Sumie

For a singer-songwriter, the benefit of starting from a point of quiet is the room it allows for manoeuvre afterwards. Such is the case with the subtly cinematic second album from Sandra Sumie Nagano, Lost in Light, due for release through Bella Union this November. On 2013’s eponymous debut, Sumie tapped into the

mid-point between Scandinavian and Japanese folk music to deliver an album of blissful restraint, its quietude shaped by a combination of parenthood and natural inclination. The follow-up is an album of stealthy dynamism, drama and mystery, its impact made all the greater because it skirts obvious routes to dance just out of hand’s reach, always seeming to be on the verge of departure.

For Sumie, the album’s mere existence was never a foregone conclusion. “I was a bit jaded from the aftermath of the first album,” she explains. “My debut album was very personal and I was proud of letting it go; however, I was not really prepared, even though I was almost 40 years old at that time. For a quiet person, the aftermath turned out in many ways, some for the better and some for the worse. So, the thought of a second album was not self-evident.”

Besides returning to her day job, Sumie reacted by exploring other worlds: “I would go to the library and find books about art, birds, history and poetry, and go to the cinema as much as I could. A safe way of escapism.” Yet this escapist route was no mere retreat: it opened paths of inspiration when she found a Swedish poem by Daniel Klevheden, ‘Divine Wind’, which she translated into English and made into a song.

Between its shivering percussion, hypnotic guitar, spectral poise and poetic evocations of rebirth (“We spread and die in eternity/ We shall bloom again…”), the song became the leap-off point that helped determine the potency in restraint of Lost in Light’s other eight tracks. ‘Fortune’ finds Sumie singing of “a storm under my skin” over a lonesome guitar, its surface becalmed and its subtexts deep; kindred spirit Peter Broderick guests, harmonising warmly. ‘Night Rain’ is like a waltzing soundtrack to a Euro-movie of fleeting romance (“Ask not of me if I will stay…”), its Morricone-ish trumpet supporting the cinematic sensibility. As Sumie explains: “I have a visual to each song and I like to think they present their own scenes. From the top to the end, and on a big, flickering film screen in an old, beautiful movie theatre.”

Nocturnal partings also underpin the Leonard Cohen-ish ‘Blue Lines’, where Sumie’s voice rings out sweet and pure over a plucked guitar.
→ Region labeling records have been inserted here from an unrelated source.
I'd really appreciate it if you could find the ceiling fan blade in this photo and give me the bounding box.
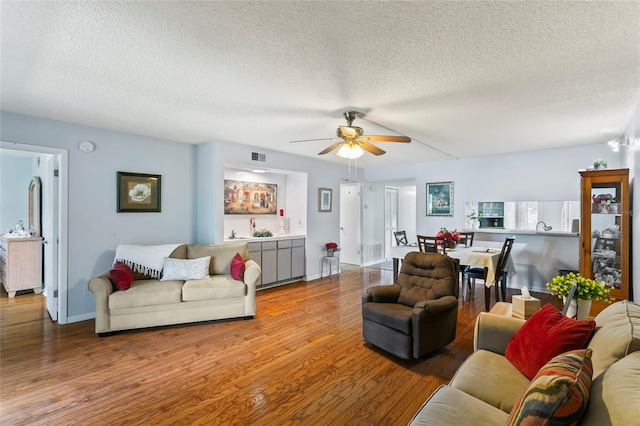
[318,139,344,155]
[289,138,342,143]
[366,135,411,143]
[358,141,386,155]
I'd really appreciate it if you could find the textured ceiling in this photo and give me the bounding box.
[0,0,640,167]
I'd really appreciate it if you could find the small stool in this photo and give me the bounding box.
[320,256,340,278]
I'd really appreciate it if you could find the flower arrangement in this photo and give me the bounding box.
[436,228,460,243]
[546,272,614,303]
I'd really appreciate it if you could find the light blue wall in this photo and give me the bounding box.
[0,113,195,322]
[0,154,33,233]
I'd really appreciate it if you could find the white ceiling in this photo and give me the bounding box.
[0,0,640,167]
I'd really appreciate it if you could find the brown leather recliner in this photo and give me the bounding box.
[362,252,460,359]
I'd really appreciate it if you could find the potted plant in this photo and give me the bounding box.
[436,228,460,248]
[546,272,615,320]
[324,243,340,257]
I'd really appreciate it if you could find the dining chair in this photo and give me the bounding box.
[458,232,475,247]
[393,231,409,246]
[418,235,441,253]
[463,237,516,311]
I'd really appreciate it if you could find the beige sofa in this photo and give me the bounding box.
[89,243,261,335]
[410,301,640,426]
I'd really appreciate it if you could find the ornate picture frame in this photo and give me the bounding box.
[318,188,333,212]
[426,182,453,216]
[118,172,162,213]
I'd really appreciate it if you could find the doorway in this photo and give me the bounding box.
[340,182,362,265]
[0,141,68,324]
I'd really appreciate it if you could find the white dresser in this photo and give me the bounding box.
[0,237,42,297]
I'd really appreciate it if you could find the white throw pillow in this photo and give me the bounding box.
[160,256,211,281]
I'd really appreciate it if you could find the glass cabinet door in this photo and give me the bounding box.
[580,169,631,316]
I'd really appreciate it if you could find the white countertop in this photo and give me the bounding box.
[463,228,579,237]
[224,235,307,244]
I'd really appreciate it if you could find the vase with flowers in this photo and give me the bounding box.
[324,243,340,257]
[546,272,615,320]
[436,228,460,248]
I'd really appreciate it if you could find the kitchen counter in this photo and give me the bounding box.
[224,235,307,244]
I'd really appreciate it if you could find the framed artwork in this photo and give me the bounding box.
[427,182,453,216]
[224,179,278,214]
[318,188,333,212]
[118,172,162,213]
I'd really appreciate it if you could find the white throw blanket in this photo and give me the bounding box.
[113,244,180,278]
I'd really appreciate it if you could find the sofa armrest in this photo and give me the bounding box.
[473,312,525,355]
[244,259,262,286]
[362,284,400,304]
[89,272,113,333]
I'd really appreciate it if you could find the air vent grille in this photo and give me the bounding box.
[251,152,267,163]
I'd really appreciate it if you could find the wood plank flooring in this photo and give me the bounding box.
[0,268,559,426]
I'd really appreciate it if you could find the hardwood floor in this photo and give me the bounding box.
[0,268,559,426]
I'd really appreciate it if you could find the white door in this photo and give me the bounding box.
[384,186,398,259]
[340,183,361,265]
[42,155,58,321]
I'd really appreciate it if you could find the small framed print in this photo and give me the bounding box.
[118,172,162,213]
[426,182,453,216]
[318,188,333,212]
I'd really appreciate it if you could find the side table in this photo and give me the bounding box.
[320,255,340,278]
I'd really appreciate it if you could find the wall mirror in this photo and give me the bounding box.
[29,176,42,237]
The soulful ‘Pouring Down’ finds her singing of “cold rivers” over warm keys, while ‘Frö’ (“seed”) occupies a world unto itself, existing in a state of suspended rapture. ‘Leave Me’ luxuriates over warm violins, recalling separations under “skies in black”. The mood is impeccably sustained for the gorgeously lilting ‘The Only Lady’, a riff on US-indie filmmaker Miranda July’s novel The First Bad Man, with quotes from David Bowie’s sweetly loved-up ‘Kooks’ included. To close, ‘Walk Away’ offers a final reverie on departures, its aching trumpet and plucked guitar building to the gentlest of crescendos.
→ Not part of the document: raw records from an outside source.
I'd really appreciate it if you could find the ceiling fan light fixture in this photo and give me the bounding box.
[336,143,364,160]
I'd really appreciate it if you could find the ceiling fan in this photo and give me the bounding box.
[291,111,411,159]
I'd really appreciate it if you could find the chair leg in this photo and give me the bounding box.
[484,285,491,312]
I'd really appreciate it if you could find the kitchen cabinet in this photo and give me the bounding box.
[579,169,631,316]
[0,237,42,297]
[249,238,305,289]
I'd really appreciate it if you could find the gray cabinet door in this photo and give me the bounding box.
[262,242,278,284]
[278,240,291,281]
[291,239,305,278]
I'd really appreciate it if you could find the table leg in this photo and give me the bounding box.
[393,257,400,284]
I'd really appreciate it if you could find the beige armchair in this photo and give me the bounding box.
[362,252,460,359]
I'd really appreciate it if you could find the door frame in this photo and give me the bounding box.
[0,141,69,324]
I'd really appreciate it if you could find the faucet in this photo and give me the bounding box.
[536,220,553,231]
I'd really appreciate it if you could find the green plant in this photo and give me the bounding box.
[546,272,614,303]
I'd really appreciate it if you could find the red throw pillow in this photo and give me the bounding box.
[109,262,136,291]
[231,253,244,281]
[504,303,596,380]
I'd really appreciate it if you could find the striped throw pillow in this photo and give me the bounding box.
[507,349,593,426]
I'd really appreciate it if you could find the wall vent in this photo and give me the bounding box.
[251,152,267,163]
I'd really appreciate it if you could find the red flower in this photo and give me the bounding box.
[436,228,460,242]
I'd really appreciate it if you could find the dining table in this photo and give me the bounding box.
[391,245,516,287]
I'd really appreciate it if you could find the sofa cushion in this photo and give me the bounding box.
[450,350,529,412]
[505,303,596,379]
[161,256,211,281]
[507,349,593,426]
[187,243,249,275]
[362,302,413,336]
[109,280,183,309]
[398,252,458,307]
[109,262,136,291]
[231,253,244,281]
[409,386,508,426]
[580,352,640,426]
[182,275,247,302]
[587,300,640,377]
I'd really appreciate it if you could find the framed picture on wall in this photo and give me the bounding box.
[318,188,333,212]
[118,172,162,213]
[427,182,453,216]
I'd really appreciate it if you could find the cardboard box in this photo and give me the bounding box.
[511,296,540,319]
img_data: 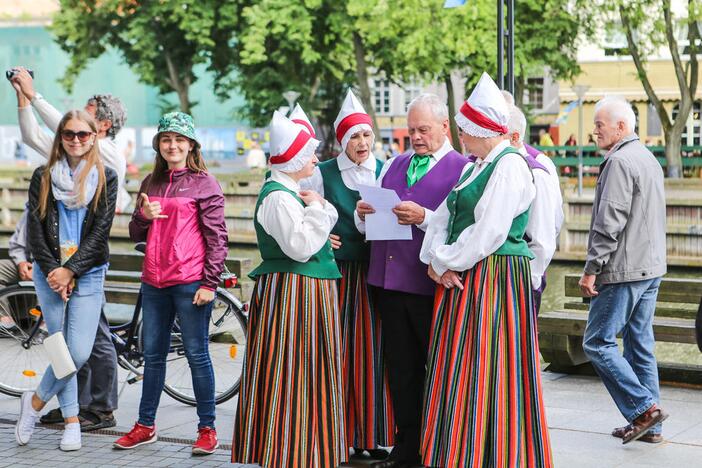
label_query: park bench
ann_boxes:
[538,274,702,384]
[0,245,253,305]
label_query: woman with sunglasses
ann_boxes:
[15,110,118,451]
[114,112,227,455]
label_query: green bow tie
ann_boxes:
[407,154,431,187]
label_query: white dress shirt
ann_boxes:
[256,169,339,262]
[17,94,132,212]
[353,138,460,233]
[300,152,377,196]
[519,146,563,289]
[419,141,536,275]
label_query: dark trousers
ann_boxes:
[78,312,117,413]
[373,288,434,463]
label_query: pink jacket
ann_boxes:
[129,168,227,290]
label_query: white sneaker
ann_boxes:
[15,392,39,445]
[59,423,82,452]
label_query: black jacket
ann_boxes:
[27,166,117,277]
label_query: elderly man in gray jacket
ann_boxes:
[580,97,668,444]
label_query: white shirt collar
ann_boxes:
[475,140,509,166]
[336,151,376,172]
[270,169,300,193]
[412,137,453,162]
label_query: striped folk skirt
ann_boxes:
[337,261,395,449]
[422,255,553,468]
[232,273,348,468]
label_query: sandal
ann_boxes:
[612,424,663,444]
[78,410,117,432]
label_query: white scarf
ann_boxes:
[51,157,98,210]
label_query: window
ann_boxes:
[373,78,390,114]
[526,78,544,109]
[603,22,629,56]
[646,102,662,137]
[404,83,422,111]
[673,101,702,146]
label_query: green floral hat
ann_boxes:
[151,112,200,151]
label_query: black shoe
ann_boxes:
[39,408,63,424]
[366,449,390,461]
[78,410,117,432]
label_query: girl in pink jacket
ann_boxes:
[114,112,227,454]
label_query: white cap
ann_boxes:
[334,89,373,151]
[270,111,319,172]
[288,104,317,138]
[454,72,509,138]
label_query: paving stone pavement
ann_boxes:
[0,372,702,468]
[0,424,257,468]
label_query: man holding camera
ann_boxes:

Those who helped Sumie climb that poised peak included producer Filip Leyman, in whose Gothenburg studio the album was recorded. Fellow contributors numbered Karl Vento and Albert af Ekenstam on electric guitars, Emma Strååt and Kajsa Persson on strings, and Max Lindahl on trumpet. Lately, Sumie has also surfaced on others’ work. She sings on ‘Cover Hearts’, a track from sometime soundtrack composer David Wenngren’s Library Tapes project, and on Gothenburg electro-collective Tegami’s pulsing ‘Screen Dream’. Meanwhile, back at base camp, Lost in Light is a screen-style dream of an album itself: immersive while it lasts, haunting after it flickers out of view.